A Chicago blues joint popped up in Vineyard Haven this month, with live music five nights a week. But you’ll need to get there soon if you want to catch a performance because Big Mama’s Blues Club is closing Sept. 7.
 Big Mama’s is the setting for Low Down Dirty Blues, a musical revue playing Tuesday through Saturday nights at the Martha’s Vineyard Playhouse. In two sets, separated by an intermission, the house band and three lead singers take their audience on a wide-ranging tour of the blues.
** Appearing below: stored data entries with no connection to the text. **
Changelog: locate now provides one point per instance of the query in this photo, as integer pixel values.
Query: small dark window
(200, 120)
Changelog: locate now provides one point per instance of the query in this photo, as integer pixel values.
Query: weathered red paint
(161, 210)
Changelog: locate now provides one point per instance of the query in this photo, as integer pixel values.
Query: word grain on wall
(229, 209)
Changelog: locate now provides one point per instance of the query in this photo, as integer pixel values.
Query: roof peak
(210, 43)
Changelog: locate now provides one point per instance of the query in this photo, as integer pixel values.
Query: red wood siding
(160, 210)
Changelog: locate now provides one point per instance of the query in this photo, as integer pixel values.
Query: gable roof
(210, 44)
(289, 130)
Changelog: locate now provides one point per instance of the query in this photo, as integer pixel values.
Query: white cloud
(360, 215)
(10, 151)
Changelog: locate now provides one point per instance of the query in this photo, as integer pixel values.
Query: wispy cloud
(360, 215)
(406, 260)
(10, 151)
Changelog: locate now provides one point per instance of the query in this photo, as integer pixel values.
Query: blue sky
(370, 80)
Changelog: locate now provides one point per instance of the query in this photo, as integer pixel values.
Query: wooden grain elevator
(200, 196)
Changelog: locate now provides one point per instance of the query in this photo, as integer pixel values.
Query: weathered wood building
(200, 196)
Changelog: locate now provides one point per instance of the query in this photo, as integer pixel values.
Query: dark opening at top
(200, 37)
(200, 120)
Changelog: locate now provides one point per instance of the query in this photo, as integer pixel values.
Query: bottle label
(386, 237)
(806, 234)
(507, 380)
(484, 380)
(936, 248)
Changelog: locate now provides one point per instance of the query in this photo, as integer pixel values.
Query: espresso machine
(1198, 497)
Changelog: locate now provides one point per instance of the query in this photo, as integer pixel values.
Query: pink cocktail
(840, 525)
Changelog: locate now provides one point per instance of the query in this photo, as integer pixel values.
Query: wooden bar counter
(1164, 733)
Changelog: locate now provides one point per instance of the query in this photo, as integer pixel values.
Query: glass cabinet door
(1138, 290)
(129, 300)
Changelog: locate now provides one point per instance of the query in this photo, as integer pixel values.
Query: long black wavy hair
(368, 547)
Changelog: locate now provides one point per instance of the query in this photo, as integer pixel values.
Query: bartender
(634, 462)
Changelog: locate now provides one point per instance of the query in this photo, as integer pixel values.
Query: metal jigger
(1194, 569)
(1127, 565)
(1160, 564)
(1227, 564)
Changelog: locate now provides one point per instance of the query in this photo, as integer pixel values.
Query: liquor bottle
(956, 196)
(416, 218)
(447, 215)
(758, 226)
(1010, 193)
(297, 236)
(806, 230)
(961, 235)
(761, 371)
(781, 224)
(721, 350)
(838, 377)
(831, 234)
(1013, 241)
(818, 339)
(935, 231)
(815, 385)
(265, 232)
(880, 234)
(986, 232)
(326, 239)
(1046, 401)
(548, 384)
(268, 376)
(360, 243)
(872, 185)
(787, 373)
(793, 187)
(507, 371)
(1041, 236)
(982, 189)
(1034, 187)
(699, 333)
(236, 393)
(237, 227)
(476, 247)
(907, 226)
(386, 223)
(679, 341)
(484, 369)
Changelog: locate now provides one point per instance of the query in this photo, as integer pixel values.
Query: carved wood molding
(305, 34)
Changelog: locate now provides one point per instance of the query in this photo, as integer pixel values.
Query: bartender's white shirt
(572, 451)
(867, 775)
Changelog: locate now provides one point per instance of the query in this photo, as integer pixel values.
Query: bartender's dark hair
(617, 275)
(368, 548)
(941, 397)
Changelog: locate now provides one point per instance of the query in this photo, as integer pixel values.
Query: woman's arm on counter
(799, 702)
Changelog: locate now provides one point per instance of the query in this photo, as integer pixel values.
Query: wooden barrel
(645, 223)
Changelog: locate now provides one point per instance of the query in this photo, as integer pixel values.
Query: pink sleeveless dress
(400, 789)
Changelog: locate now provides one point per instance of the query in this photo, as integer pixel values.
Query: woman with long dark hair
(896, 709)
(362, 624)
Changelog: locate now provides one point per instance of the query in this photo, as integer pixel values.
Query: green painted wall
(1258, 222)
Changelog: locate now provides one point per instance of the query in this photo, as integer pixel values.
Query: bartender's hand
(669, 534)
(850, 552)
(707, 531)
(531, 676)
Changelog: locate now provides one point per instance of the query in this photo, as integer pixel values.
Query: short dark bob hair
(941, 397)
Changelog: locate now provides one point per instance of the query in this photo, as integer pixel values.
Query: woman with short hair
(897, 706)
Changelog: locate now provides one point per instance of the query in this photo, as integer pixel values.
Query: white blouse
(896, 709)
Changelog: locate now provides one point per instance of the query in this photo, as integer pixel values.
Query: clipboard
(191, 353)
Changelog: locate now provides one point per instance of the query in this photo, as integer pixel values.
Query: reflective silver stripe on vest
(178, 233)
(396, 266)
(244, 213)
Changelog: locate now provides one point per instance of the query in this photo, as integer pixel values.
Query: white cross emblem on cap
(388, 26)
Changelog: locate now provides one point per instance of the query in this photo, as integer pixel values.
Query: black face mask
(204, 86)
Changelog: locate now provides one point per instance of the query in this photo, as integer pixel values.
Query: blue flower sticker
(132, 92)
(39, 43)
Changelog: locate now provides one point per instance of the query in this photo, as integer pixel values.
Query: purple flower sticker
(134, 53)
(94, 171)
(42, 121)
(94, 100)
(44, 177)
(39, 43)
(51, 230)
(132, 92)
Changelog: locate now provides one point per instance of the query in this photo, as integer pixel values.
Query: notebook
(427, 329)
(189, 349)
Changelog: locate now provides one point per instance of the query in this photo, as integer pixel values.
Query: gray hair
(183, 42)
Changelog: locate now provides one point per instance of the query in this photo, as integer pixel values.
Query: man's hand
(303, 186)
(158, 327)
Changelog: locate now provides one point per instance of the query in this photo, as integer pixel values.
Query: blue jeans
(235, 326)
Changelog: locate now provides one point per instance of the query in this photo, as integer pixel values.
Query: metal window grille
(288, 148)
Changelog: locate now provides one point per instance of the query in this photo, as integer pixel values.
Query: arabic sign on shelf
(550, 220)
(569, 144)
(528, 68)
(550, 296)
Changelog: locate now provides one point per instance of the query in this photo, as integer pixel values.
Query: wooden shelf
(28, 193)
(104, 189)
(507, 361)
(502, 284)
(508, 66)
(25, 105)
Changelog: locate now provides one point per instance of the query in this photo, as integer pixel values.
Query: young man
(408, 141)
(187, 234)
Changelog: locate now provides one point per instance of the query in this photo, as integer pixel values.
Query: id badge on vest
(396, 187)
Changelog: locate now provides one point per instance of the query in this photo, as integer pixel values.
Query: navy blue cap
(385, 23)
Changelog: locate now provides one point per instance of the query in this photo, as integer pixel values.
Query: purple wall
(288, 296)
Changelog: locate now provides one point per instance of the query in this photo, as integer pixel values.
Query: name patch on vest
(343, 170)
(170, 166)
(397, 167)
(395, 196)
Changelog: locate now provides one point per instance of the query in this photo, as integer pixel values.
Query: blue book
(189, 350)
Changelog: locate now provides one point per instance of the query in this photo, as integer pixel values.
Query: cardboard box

The extensive song list includes classics such as Robert Johnson’s Come On In My Kitchen and Elmore James’s Shake Your Moneymaker, gospel spirituals like Lord, I’ve Tried, the powerful soul ballad I’d Rather Go Blind, made famous by Etta James, and Sam Cooke’s protest song A Change is Gonna Come.

Conceived by Randal Myler and Dan Wheetman and directed by Mr. Myler, Low Down Dirty Blues transforms the playhouse stage into a gritty brick-walled bar where Big Mama (Felicia P. Fields), her three-piece band and her vocal partner Southside (C.E. Smith) preside.

Felicia Fields lets it rip as Big Mama. — MJ Bruder Munafo

The third singer onstage is also the guitarist. Going by the name Jelly, he’s played by the show’s musical director, who performs and records as Chic Street Man.

Backed up by pianist Michael Murray and bassist Eric Massimino, the three lead performers represent three major strains of the blues, each character sharing with the audience their own part of the African-American experience.

Big Mama grew up singing gospel in the church with her father, a pastor who envisioned the pair of them as another Aretha and C.L. Franklin. But she couldn’t resist the lure of the “Devil’s music,” and wound up in Chicago, dressed in red from head to toe and fronting a hot blues band.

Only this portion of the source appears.